The judicial review application will be heard on June 17. MASSB is represented by Skrine while AirAsia and AirAsia X are represented by Messrs Bodipalar Ponnudurai De Silva.
Impact on MAHB’s suit
The outcome of AirAsia’s judicial review application will have significant bearing on MAHB’s suit against the airline companies for PSC.
AirAsia group had refused to collect the full RM73 PSC for international departures, which kicked in on July 1, 2018. Instead, it collects RM50 as it feels the RM73 rate is unfair to international passengers flying out of the klia2 terminal, which it deems to have inferior services and facilities compared with the Kuala Lumpur International Airport main terminal.
MAHB had filed the suit in December after AirAsia rebuffed its letter of demand for the outstanding sum in October last year. AirAsia maintains the MAHB suit is frivolous and an abuse of process as the airport operator could have first turned to the dispute resolution process under the Mavcom Act.
Therefore, a successful judicial review against Mavcom’s non-intervention could strengthen AirAsia’s argument against MAHB’s December 2018 suit. The next hearing for MAHB’s suit against AirAsia group is scheduled for July 4, more than two weeks after the judicial review application is to be heard.
A judicial review process will also shine the spotlight on the Conditions of Use (COU) agreement between AirAsia group and MAHB, which is also a contentious point in MAHB’s suit.
For perspective, it is worth noting that in response to the MAHB suit, AirAsia had sent a notice for mediation against MAHB on Jan 31. The carrier had sought RM479.78 million in losses and damages suffered over a four-year period and nominated Messrs Sreenevasan Young as mediator.
However, MAHB declined the mediation notice. In a Feb 4 letter sighted by The Edge, MAHB argued that under Clause 13 of the COU agreement, Malaysian courts have exclusive jurisdiction to determine disputes related to the contract.
The COU agreement governs the use of airport facilities. In a nutshell, the contract stipulates that all charges due to MAHB, including the PSC, must be paid within 30 days of the date of its invoice.

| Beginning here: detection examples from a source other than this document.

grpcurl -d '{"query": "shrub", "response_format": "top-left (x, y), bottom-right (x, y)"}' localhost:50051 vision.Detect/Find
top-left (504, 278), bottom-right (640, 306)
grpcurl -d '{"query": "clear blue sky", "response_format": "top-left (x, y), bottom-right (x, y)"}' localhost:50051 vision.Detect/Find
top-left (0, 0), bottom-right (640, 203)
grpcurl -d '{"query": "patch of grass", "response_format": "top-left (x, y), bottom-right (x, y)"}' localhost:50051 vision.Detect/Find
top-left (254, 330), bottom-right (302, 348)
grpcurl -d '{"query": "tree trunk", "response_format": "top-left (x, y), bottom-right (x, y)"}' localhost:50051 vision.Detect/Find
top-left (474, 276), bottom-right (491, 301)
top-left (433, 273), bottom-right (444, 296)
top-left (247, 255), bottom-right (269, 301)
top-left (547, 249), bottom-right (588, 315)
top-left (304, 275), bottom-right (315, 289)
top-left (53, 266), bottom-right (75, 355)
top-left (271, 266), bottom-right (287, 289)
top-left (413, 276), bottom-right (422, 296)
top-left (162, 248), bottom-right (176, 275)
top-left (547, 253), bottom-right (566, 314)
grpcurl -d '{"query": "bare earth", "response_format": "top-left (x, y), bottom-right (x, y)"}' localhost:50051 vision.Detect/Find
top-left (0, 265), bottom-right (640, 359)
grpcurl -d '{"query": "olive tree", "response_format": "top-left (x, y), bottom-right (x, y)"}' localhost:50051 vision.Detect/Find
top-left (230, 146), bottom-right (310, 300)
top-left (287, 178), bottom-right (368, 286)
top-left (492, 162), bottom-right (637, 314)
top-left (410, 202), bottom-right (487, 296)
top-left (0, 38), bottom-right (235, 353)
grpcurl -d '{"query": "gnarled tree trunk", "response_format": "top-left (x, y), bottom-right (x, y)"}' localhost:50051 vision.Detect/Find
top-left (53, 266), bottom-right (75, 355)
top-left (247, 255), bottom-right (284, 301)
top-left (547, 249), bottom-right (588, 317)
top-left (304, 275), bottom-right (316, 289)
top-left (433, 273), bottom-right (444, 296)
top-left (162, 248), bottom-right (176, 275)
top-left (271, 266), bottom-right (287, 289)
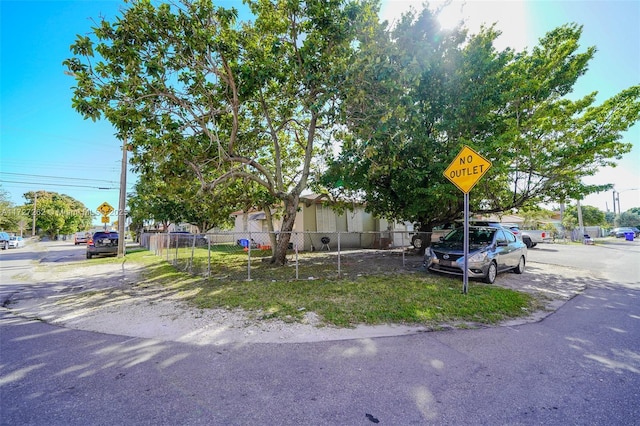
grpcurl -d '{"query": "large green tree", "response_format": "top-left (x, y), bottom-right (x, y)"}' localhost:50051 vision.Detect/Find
top-left (322, 9), bottom-right (640, 230)
top-left (562, 205), bottom-right (607, 229)
top-left (24, 191), bottom-right (95, 238)
top-left (0, 186), bottom-right (31, 233)
top-left (65, 0), bottom-right (377, 264)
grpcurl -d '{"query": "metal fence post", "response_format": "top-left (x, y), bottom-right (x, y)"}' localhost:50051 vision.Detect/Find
top-left (189, 234), bottom-right (196, 274)
top-left (173, 234), bottom-right (179, 268)
top-left (293, 232), bottom-right (304, 280)
top-left (247, 232), bottom-right (251, 281)
top-left (207, 238), bottom-right (211, 278)
top-left (338, 231), bottom-right (342, 278)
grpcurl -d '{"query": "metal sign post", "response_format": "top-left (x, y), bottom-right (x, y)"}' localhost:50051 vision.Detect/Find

The COU contract was entered into by MAHB and AirAsia group in 2010, according to MAHB, which also asserted that AirAsia did not object to amendments to the contract in 2017.

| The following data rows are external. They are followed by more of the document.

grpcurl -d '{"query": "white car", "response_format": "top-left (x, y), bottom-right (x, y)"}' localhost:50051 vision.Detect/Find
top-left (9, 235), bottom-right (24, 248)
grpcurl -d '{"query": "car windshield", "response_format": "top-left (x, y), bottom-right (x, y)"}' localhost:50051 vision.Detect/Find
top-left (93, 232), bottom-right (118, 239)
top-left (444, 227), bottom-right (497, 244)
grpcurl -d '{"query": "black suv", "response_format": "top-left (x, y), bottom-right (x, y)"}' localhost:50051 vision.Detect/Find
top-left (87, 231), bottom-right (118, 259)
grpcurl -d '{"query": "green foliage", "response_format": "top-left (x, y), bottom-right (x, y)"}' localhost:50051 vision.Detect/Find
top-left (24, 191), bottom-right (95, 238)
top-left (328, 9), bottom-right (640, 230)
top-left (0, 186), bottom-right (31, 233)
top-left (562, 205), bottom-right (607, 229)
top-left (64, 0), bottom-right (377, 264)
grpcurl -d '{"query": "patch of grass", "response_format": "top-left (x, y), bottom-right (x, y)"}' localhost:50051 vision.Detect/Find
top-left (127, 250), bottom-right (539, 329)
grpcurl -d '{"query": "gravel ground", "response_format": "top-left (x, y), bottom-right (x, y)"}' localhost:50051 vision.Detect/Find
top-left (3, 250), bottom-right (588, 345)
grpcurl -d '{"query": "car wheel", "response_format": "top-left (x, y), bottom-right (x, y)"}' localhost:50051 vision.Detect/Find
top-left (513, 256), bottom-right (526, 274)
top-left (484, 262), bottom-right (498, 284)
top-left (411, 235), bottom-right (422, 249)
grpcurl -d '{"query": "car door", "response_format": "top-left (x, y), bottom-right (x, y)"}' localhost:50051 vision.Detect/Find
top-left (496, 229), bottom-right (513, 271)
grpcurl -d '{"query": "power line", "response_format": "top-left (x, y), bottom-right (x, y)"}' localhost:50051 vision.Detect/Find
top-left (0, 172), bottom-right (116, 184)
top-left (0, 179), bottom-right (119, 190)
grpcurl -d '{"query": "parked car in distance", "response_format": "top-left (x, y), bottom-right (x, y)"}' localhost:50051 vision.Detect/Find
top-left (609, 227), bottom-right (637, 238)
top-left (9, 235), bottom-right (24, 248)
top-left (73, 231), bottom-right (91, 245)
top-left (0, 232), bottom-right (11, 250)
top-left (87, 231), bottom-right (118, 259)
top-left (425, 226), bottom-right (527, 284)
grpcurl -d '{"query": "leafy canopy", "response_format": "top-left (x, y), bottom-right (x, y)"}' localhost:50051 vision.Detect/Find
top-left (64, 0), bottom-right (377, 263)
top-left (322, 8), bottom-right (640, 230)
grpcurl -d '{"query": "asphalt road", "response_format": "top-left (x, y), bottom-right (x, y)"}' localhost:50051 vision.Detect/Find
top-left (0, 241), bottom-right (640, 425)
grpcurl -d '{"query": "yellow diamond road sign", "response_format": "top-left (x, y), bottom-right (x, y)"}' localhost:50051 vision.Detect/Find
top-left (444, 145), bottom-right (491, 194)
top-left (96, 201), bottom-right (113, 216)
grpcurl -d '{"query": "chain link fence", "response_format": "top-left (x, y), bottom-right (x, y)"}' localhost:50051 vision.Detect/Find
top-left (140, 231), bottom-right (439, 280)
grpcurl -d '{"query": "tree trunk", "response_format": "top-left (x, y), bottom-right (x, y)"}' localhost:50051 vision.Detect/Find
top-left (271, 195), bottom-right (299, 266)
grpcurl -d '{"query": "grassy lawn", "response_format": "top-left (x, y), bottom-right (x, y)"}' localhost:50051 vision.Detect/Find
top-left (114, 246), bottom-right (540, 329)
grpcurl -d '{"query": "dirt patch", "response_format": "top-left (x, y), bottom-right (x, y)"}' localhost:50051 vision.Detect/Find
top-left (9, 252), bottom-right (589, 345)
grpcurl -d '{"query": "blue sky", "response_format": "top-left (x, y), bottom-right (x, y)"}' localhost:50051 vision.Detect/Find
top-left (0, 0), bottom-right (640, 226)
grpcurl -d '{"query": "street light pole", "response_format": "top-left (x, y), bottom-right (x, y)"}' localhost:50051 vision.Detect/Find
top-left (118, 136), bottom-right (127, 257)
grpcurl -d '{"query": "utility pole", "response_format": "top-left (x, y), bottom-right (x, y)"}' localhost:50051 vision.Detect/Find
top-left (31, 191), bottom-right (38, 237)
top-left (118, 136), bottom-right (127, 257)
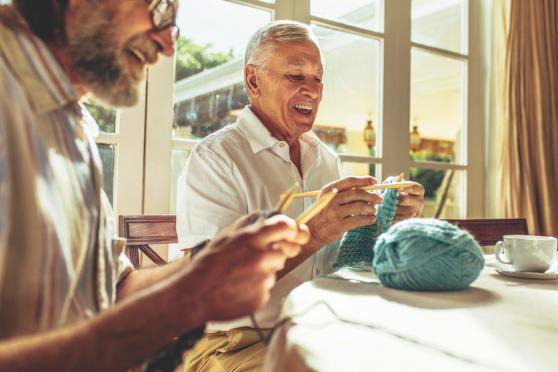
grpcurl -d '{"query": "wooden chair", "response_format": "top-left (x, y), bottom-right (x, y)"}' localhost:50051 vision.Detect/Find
top-left (445, 218), bottom-right (529, 246)
top-left (119, 215), bottom-right (178, 268)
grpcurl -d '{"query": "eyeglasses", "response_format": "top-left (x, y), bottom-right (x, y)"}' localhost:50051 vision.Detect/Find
top-left (146, 0), bottom-right (180, 41)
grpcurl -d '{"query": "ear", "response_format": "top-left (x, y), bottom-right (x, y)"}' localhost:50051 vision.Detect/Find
top-left (244, 65), bottom-right (260, 97)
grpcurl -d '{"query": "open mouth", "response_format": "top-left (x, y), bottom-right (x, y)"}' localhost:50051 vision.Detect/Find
top-left (294, 103), bottom-right (312, 115)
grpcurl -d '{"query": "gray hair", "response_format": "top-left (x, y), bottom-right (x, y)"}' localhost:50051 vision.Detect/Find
top-left (244, 20), bottom-right (321, 67)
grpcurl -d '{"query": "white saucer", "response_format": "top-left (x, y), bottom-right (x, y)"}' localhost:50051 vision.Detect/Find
top-left (488, 262), bottom-right (558, 280)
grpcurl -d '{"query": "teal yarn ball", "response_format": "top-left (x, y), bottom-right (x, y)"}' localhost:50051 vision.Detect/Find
top-left (373, 218), bottom-right (484, 291)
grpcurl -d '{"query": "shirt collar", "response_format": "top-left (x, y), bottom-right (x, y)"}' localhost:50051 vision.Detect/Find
top-left (237, 106), bottom-right (320, 154)
top-left (0, 6), bottom-right (78, 114)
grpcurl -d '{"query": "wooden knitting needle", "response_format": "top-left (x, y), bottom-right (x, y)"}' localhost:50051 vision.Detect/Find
top-left (291, 189), bottom-right (337, 225)
top-left (290, 181), bottom-right (416, 199)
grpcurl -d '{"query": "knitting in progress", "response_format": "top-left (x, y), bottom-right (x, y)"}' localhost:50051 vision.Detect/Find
top-left (333, 177), bottom-right (399, 270)
top-left (373, 218), bottom-right (484, 291)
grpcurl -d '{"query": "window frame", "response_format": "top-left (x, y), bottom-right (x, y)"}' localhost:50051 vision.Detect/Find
top-left (97, 0), bottom-right (486, 218)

However, in a Feb 11 response to MAHB, AirAsia group asserted that it “did not agree to the terms” of the COU as they were “unilaterally imposed by MASSB” and that negotiations to regulate the relationship between the airport operator and the airline are still pending.
AirAsia also asserted in the same letter that in any event, Clause 13 is “void and unenforceable as it directly contravenes Sections 74 to 78 of the Mavcom Act”.